Published: 2026-06-01 • Updated: 2026-06-20

Monitoring and Observability in Spring AI

Monitoring and observability are critical for production Spring AI applications. A normal Spring Boot API can be monitored using logs, metrics, traces, error rates, and response times. But an AI application needs more visibility because an AI response can be technically successful but still wrong, slow, expensive, unsafe, or poorly grounded.

A Spring AI application may call chat models, embedding models, vector databases, tools, memory stores, document pipelines, and external APIs.
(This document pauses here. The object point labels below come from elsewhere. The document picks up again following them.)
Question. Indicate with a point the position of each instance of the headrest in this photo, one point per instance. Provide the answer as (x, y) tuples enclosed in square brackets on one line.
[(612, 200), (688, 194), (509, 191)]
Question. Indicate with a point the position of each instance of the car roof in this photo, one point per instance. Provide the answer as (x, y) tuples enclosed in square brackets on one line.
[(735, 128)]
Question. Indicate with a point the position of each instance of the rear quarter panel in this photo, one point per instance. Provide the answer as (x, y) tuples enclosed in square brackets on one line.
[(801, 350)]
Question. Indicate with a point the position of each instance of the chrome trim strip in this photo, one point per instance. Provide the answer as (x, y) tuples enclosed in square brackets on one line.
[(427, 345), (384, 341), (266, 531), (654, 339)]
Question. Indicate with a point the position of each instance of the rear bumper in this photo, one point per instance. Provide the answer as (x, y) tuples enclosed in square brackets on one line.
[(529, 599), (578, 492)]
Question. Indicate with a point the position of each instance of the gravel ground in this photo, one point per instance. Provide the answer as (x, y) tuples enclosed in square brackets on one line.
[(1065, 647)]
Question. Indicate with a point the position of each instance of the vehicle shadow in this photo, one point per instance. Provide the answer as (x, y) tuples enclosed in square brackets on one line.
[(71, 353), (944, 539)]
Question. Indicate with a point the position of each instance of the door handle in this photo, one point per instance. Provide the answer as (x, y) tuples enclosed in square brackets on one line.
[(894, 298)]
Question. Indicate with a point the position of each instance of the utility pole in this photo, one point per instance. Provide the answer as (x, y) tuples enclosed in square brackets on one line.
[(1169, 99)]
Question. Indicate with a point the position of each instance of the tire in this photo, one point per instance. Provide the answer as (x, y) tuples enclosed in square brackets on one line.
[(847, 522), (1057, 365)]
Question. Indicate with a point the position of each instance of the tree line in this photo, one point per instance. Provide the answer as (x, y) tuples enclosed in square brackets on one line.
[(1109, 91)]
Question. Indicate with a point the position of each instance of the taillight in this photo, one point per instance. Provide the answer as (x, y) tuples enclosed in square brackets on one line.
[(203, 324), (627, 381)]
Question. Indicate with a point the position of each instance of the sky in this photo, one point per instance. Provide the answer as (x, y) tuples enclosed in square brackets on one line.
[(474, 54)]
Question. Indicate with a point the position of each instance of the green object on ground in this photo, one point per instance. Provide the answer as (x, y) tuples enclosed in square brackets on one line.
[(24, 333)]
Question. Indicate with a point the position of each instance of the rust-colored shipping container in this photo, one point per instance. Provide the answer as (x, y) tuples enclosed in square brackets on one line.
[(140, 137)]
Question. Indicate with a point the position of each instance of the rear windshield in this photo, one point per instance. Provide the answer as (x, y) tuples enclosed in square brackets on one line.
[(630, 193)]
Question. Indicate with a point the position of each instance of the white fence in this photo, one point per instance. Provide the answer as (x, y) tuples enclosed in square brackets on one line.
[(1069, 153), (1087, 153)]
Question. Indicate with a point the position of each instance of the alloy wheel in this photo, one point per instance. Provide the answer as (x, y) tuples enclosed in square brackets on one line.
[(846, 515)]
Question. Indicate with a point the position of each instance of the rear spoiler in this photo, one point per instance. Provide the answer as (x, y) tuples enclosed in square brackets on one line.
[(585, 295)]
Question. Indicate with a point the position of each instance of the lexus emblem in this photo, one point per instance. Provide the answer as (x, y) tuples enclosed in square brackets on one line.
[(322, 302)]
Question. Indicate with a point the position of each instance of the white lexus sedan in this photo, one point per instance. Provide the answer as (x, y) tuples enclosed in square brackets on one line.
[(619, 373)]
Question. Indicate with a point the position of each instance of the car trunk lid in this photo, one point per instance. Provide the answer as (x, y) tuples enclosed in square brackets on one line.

If any layer fails or becomes slow, the user experience becomes poor.


What is Monitoring?

Monitoring means tracking the health and performance of your application using predefined metrics.

Examples:

  • API response time
  • Error count
  • CPU usage
  • Memory usage
  • LLM latency
  • Vector search latency
  • Tool call failure count

What is Observability?

Observability means understanding what is happening inside the system by using logs, metrics, traces, and events.

User Request
   |
   v
Controller
   |
   v
ChatClient
   |
   v
RAG Search
   |
   v
Tool Call
   |
   v
Model Response
   |
   v
Final Answer

Observability helps you identify where the problem happened.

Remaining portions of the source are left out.